Wednesday, May 10, 2017

Introduction to Nephrotic Syndrome

Nephrotic syndrome
(or nephrosis) is characterized by marked proteinuria, hypoalbuminemia, hyperlipemia, and edema. Although nephrotic syndrome isn’t a disease itself, it results from a specific glomerular defect and indicates renal damage. The prognosis is highly variable, depending on the underlying cause. Some forms may progress to end-stage renal failure.

About 75% of nephrotic syndrome cases result from primary (idiopathic) glomerulonephritis. 
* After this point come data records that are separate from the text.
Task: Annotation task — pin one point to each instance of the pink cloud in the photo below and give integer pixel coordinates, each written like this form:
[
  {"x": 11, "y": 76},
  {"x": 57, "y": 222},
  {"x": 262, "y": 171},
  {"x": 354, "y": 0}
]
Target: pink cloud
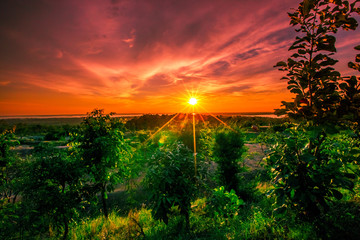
[{"x": 142, "y": 49}]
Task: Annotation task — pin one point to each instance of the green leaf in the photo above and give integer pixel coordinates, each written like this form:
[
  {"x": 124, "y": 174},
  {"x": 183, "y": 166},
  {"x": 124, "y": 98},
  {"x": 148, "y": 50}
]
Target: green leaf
[{"x": 338, "y": 195}]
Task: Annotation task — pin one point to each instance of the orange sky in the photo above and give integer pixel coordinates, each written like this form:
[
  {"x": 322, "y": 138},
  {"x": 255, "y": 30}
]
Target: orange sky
[{"x": 69, "y": 57}]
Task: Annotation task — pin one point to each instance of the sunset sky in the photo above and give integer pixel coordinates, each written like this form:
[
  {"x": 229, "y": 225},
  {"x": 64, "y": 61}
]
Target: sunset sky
[{"x": 147, "y": 56}]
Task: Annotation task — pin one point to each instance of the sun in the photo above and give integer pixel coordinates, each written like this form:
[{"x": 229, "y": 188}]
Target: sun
[{"x": 192, "y": 101}]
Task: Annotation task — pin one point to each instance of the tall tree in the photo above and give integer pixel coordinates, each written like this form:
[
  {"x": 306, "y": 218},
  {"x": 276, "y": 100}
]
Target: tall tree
[
  {"x": 311, "y": 75},
  {"x": 104, "y": 152},
  {"x": 306, "y": 174}
]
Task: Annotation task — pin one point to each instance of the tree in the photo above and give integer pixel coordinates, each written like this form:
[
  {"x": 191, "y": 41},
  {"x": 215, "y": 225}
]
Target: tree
[
  {"x": 8, "y": 166},
  {"x": 306, "y": 176},
  {"x": 170, "y": 179},
  {"x": 311, "y": 75},
  {"x": 227, "y": 150},
  {"x": 104, "y": 152},
  {"x": 350, "y": 89},
  {"x": 53, "y": 187}
]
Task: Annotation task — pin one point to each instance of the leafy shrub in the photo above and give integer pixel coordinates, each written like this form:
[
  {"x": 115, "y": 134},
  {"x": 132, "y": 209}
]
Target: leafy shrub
[
  {"x": 223, "y": 204},
  {"x": 227, "y": 150},
  {"x": 307, "y": 178},
  {"x": 170, "y": 179}
]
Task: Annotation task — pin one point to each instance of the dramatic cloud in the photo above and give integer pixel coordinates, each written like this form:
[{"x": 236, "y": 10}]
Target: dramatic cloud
[{"x": 142, "y": 56}]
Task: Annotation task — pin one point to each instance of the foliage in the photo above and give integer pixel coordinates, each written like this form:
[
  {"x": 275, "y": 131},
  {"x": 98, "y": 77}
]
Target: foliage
[
  {"x": 53, "y": 187},
  {"x": 350, "y": 89},
  {"x": 311, "y": 75},
  {"x": 305, "y": 178},
  {"x": 8, "y": 166},
  {"x": 224, "y": 204},
  {"x": 170, "y": 178},
  {"x": 227, "y": 151},
  {"x": 104, "y": 152}
]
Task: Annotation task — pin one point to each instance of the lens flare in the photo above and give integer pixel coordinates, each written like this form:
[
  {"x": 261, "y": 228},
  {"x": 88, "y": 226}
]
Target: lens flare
[{"x": 192, "y": 101}]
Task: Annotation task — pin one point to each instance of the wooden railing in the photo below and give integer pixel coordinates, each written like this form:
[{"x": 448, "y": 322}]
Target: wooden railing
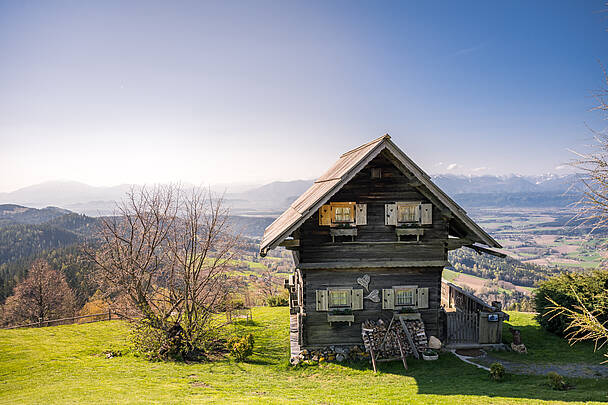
[{"x": 103, "y": 316}]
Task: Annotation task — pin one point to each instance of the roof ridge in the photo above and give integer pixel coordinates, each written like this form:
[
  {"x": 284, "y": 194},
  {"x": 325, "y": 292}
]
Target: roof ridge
[{"x": 383, "y": 137}]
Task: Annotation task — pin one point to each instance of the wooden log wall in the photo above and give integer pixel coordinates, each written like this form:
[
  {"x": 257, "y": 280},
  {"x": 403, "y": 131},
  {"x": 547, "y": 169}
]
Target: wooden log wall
[
  {"x": 318, "y": 332},
  {"x": 316, "y": 243}
]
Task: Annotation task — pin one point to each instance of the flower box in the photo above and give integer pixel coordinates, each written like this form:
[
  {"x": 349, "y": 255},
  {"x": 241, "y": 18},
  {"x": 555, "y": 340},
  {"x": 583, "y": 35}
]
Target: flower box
[{"x": 350, "y": 318}]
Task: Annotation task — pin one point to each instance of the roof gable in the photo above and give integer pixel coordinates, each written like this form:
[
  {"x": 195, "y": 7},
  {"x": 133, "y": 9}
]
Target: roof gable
[{"x": 347, "y": 166}]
Classifications include the following:
  • With minimal change disease (lipid nephrosis or nil disease)—the main cause of nephrotic syndrome in children—the glomeruli appear normal by light microscopy. Some tubules may contain increased lipid deposits.
  • Membraneous glomerulonephritis—the most common lesion in patients with adult idiopathic nephrotic syndrome—is characterized by uniform thickening of the glomerular basement membrane containing dense deposits. It can eventually progress to renal failure.
  • Focal glomerulosclerosis can develop spontaneously at any age, follow kidney transplantation, or result from heroin abuse. Lesions initially affect the deeper glomeruli, causing hyaline sclerosis, with later involvement of the superficial glomeruli. These lesions generally cause slowly progressive deterioration in renal function. Remissions occur occasionally.
  • With membranoproliferative glomerulonephritis, slowly progressive lesions develop in the subendothelial region of the basement membrane. These lesions may follow infection, particularly streptococcal infection. This disease occurs primarily in children and young adults.
  • Other causes of nephrotic syndrome include metabolic diseases such as diabetes mellitus; collagen-vascular disorders, such as systemic lupus erythematosus and polyarteritis nodosa; circulatory diseases, such as heart failure and sickle cell anemia; nephrotoxins, such as mercury, gold, and nonsteroidal anti-inflammatories; allergic reactions; infections, such as tuberculosis or hepatitis B; preeclampsia toxemia; hereditary nephritis; multiple myeloma; and other neoplastic diseases. These diseases increase glomerular protein permeability, leading to the increased urinary excretion of protein, especially albumin, and subsequent hypoalbuminemia.

Signs and symptoms
The dominant sign of nephrotic syndrome is mild to severe dependent edema of the ankles or sacrum, or periorbital edema, especially in children. Such edema may lead to ascites, pleural effusion, weight gain, and high blood pressure.
Accompanying signs and symptoms include orthostatic hypotension, lethargy, anorexia, depression, and pallor. Major complications are malnutrition, infection, coagulation disorders, thromboembolic vascular occlusion, and accelerated atherosclerosis.

Consistent proteinuria in excess of 3.5 g/24 hours strongly suggests nephrotic syndrome; examination of urine also reveals an increased number of hyaline, granular, and waxy, fatty casts, and oval fat bodies. Serum values that support the diagnosis are increased cholesterol, phospholipid, and triglyceride levels and decreased albumin levels. Histologic identification of the lesion requires a kidney biopsy.

Effective treatment of nephrotic syndrome necessitates correction of the underlying cause, if possible. Supportive treatment consists of protein replacement with a nutritional diet of 1 g protein/kg of body weight, with restricted sodium intake; a diuretic for edema; and an antibiotic for infection. Immunosuppressants, antihypertensives, and diuretics can also help control symptoms. Angiotension-converting enzyme inhibitors can decrease protein loss in urine.
Some patients respond to a course of corticosteroid therapy (such as prednisone), followed by a maintenance dose. Patients with chronic nephrotic syndrome that’s unresponsive to therapy may require vitamin D replacement.

Special considerations

  • Frequently check urine protein levels. (Urine containing protein appears frothy.)
  • Measure blood pressure while the patient is in a supine position and also while he’s standing; be alert for a drop in blood pressure that exceeds 20 mm Hg.
  • If the patient has had a kidney biopsy, watch for bleeding and shock.
  • Monitor intake and output, and check weight at the same time each morning—after the patient voids and before he eats—and while he’s wearing the same kind of clothing.
  • Ask the dietitian to plan a high-protein, low-sodium diet.
  • Provide good skin care because the patient with nephrotic syndrome usually has edema.
  • Watch for and teach the patient and family how to recognize adverse reactions to drug therapy.
  • Offer the patient and family reassurance and support, especially during the acute phase, when edema is severe and the patient’s body image changes.